16 Supernovae in 13 Millionen Jahren
Redaktion
/ idw / Pressemitteilung der Technischen Universität Berlin astronews.com
7. April 2016
Die Untersuchung des Vorkommens eines bestimmten
Eisenisotops kombiniert mit theoretischen Modellrechnungen lieferte jetzt neue
Informationen darüber, wo es in jüngerer Vergangenheit Supernovae-Explosionen in
der Nähe der Sonne gab.

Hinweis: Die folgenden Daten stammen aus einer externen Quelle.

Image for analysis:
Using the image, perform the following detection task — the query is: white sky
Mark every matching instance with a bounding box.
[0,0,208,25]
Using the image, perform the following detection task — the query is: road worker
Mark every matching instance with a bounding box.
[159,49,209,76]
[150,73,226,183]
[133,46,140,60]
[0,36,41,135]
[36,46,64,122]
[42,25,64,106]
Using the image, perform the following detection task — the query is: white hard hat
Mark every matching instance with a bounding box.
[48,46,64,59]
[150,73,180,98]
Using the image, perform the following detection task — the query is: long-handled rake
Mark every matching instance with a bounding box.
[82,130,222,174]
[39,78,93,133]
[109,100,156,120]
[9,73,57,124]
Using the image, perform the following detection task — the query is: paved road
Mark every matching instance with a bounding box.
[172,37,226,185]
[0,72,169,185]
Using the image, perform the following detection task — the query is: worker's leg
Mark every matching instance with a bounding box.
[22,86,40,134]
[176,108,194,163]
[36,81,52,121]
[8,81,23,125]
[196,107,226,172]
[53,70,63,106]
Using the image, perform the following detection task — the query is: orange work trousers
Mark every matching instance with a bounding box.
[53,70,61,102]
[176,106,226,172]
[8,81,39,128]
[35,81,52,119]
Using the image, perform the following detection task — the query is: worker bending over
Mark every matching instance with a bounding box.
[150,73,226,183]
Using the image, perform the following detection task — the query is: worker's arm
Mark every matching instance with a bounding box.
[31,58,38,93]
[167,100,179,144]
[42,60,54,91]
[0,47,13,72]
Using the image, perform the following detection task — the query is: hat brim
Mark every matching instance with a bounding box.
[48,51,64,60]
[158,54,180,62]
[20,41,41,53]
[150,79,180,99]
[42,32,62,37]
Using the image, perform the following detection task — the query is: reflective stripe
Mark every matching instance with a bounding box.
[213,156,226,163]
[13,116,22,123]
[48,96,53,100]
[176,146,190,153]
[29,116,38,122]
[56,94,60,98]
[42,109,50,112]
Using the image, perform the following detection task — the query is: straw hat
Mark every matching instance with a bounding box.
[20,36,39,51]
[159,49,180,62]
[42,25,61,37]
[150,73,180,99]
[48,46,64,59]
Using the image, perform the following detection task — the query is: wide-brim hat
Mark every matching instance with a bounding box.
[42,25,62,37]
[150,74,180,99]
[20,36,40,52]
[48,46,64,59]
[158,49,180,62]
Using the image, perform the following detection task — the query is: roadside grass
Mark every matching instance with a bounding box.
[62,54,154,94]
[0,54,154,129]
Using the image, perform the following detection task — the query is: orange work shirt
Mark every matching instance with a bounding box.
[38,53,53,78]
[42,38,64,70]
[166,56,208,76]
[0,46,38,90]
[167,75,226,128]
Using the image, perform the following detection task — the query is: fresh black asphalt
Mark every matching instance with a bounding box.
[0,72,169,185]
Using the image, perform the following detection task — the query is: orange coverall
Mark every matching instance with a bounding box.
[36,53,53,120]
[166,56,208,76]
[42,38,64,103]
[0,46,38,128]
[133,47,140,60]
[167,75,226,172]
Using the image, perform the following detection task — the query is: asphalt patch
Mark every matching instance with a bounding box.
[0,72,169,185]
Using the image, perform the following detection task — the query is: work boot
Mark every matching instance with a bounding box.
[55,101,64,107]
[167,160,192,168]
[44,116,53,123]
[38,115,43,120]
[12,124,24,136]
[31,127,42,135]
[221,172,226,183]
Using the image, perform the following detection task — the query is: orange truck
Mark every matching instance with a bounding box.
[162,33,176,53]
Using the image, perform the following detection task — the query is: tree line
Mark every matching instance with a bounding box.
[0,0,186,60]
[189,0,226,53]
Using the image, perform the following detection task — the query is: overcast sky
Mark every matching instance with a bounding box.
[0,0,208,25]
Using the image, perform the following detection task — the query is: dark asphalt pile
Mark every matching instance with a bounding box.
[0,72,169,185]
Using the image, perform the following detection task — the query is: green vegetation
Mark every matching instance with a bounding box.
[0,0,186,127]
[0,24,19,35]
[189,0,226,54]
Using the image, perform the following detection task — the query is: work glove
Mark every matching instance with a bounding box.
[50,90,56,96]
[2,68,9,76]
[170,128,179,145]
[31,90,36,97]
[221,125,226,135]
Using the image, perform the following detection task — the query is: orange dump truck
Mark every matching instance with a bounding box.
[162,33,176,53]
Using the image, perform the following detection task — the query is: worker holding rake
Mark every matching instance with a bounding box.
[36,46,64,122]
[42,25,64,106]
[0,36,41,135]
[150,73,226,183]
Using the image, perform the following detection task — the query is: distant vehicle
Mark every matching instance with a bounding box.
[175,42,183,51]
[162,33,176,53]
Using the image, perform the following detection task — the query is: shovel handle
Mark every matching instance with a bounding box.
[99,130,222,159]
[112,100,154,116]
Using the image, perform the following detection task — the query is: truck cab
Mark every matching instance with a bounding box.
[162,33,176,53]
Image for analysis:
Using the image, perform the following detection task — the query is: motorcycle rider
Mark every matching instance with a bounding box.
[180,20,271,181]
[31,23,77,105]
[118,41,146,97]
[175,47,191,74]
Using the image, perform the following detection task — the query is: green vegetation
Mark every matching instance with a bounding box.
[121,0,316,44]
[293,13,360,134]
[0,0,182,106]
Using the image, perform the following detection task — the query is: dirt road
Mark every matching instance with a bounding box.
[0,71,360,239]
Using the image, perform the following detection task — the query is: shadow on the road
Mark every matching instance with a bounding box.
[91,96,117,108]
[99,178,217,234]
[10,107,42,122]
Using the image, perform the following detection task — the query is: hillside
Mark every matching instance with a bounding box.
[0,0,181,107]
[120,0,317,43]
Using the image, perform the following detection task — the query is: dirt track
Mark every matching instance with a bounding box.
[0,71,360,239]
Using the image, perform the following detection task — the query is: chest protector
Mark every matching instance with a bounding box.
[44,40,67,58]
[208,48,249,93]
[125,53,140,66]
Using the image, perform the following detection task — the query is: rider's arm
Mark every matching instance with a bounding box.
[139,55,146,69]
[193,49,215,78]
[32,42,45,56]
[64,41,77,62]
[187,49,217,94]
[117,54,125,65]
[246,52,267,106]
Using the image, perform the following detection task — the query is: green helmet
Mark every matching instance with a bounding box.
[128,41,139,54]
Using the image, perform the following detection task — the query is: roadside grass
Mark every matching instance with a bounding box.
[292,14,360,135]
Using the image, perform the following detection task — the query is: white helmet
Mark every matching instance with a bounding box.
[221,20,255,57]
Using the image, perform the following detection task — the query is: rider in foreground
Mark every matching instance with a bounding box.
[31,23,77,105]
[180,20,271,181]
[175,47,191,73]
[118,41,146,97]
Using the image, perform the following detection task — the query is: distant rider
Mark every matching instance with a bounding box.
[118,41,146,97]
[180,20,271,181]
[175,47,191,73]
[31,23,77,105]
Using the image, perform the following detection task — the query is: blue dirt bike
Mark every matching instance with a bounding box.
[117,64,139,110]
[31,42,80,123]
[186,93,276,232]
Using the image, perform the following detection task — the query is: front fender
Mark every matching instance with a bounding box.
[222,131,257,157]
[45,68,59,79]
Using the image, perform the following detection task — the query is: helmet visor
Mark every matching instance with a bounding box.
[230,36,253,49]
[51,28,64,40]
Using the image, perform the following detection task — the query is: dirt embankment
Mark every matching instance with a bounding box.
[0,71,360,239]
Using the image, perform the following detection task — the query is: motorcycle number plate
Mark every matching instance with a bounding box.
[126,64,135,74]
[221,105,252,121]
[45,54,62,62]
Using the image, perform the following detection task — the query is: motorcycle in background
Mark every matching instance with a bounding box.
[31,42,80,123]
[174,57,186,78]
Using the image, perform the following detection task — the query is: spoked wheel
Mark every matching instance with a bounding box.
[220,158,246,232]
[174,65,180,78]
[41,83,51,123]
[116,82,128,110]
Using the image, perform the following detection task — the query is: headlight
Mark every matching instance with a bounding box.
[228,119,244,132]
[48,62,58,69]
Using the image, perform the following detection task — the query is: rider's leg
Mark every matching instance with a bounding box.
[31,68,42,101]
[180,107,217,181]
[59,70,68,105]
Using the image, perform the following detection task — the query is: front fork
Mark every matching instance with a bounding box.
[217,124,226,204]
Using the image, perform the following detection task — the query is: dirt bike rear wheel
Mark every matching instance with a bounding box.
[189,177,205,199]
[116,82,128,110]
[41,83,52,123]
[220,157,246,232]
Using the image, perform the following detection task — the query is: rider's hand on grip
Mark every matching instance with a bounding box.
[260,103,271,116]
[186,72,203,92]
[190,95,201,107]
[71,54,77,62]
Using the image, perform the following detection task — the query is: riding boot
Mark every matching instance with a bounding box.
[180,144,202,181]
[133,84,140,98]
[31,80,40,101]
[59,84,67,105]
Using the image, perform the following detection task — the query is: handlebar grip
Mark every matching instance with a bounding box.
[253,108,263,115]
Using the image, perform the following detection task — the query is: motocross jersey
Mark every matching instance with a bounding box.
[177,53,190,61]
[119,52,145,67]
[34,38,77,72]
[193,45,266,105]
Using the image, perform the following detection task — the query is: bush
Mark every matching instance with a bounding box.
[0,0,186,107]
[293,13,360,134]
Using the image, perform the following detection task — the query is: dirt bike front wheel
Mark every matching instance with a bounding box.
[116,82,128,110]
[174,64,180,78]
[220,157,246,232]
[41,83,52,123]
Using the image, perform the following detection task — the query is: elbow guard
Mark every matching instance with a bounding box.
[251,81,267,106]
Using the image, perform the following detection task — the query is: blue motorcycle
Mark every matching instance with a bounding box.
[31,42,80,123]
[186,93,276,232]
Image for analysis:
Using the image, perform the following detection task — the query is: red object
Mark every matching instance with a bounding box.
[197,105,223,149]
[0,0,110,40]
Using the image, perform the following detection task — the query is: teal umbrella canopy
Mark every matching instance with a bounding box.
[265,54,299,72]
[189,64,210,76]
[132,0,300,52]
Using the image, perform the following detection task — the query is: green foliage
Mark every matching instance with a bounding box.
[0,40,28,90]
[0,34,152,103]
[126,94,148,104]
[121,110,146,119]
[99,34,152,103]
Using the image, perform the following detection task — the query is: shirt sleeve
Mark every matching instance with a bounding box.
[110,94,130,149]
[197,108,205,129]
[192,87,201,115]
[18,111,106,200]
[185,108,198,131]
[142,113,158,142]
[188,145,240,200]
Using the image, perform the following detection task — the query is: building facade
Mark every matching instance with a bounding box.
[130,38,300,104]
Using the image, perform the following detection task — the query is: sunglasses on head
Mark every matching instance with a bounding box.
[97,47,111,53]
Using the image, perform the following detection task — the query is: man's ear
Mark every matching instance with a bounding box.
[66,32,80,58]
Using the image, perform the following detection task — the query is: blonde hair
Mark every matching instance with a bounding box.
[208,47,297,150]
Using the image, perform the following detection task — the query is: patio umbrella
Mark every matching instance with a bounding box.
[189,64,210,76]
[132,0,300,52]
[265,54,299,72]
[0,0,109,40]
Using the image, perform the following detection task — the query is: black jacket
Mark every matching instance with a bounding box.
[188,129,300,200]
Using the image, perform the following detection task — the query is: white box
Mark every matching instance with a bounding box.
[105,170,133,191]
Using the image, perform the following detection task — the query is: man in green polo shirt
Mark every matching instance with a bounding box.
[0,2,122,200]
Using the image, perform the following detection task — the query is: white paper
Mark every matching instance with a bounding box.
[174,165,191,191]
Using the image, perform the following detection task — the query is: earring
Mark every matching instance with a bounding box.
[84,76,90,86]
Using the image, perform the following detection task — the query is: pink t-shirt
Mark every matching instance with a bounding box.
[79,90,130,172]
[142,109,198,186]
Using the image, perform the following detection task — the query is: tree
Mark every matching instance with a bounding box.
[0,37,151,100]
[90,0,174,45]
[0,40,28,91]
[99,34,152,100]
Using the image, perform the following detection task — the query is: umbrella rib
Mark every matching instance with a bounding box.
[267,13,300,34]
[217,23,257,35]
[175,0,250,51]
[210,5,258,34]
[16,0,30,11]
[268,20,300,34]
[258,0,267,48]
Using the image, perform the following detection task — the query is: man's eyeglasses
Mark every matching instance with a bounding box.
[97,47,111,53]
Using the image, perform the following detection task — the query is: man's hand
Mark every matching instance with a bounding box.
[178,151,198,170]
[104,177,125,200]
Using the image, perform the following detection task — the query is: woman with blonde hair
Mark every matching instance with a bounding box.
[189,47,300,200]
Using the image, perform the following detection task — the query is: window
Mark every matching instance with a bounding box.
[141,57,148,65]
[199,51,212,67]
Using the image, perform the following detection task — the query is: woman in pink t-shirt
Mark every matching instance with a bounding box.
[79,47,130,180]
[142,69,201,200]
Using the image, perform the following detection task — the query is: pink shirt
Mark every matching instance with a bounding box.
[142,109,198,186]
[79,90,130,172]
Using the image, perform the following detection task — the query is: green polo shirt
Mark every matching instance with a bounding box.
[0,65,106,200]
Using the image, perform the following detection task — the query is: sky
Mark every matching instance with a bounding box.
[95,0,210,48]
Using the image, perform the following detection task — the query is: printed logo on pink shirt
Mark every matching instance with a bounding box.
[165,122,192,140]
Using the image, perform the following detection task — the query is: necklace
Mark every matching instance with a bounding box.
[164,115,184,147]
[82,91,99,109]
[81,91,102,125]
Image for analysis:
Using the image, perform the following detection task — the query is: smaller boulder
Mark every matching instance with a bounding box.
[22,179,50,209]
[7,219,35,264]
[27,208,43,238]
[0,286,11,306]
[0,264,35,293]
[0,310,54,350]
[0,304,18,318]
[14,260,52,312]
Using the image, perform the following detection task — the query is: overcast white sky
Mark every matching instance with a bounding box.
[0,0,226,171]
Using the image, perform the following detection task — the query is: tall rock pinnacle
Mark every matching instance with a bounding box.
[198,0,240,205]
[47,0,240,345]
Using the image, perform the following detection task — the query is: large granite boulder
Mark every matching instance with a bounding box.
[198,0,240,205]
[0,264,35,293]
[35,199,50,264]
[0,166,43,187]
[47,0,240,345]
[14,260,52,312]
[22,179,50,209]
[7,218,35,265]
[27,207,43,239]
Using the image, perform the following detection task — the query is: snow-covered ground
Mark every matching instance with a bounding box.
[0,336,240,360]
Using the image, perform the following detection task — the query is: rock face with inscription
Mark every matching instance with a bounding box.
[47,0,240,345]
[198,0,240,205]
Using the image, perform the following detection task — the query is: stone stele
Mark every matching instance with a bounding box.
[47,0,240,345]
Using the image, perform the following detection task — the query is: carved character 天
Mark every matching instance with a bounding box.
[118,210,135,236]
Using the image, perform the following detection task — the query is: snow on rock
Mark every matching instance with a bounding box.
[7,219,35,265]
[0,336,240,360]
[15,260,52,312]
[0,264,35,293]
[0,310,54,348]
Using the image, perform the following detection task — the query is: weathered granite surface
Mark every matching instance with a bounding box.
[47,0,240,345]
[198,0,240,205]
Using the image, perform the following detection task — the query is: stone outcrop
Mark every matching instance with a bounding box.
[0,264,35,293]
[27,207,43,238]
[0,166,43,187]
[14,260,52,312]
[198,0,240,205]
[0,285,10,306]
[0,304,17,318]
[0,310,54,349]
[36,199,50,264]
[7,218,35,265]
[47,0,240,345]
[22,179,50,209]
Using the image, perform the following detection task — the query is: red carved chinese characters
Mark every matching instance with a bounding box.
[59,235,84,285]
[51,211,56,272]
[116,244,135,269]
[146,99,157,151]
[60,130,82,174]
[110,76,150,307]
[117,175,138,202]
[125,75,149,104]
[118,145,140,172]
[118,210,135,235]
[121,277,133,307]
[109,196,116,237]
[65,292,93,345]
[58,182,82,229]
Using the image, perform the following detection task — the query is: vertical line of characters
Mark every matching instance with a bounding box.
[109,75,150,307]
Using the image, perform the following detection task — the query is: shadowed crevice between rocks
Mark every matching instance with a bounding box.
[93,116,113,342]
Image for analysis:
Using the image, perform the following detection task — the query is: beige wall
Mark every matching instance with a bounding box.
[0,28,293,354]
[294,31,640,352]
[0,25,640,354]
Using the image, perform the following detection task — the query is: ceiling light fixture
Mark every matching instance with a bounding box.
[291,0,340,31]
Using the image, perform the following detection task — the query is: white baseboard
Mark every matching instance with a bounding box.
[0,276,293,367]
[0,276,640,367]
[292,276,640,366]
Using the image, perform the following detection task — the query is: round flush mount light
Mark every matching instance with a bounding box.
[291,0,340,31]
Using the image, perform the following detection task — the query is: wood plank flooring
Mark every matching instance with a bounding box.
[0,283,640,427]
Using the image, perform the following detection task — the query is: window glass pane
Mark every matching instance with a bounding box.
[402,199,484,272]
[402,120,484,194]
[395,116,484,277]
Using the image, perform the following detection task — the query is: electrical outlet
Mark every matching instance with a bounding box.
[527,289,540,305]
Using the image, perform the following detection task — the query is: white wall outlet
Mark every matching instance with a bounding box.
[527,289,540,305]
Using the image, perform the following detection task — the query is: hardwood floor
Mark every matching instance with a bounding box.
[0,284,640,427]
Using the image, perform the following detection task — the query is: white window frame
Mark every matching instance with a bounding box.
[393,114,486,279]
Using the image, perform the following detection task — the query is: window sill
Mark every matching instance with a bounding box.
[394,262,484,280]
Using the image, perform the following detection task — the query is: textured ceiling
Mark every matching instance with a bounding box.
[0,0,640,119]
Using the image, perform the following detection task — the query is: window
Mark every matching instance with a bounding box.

Die nächstgelegenen Explosionen ereigneten sich
danach vor über eine Million Jahren in mehr als 250 Lichtjahren Entfernung.

Wie viele Supernova-Explosionen
ereigneten sich in der jüngeren Vergangenheit in
der Nähe des Sonnensystem? Ein bestimmtes
Eisenisotop half nun, diese Frage zu beantworten. Bild:
ESO / M. Kornmesser [Großansicht] |
Wann und wo sind Sterne in jüngster Vergangenheit in der Nähe des Sonnensystems
explodiert? Diese Frage glauben Wissenschaftler jetzt geklärt zu haben: Mithilfe
ausgefeilter Modellrechnungen konnte ein Forscherteam zeigen, dass in den
vergangenen 13 Millionen Jahren 16 Supernovae nahe der Erde stattfanden.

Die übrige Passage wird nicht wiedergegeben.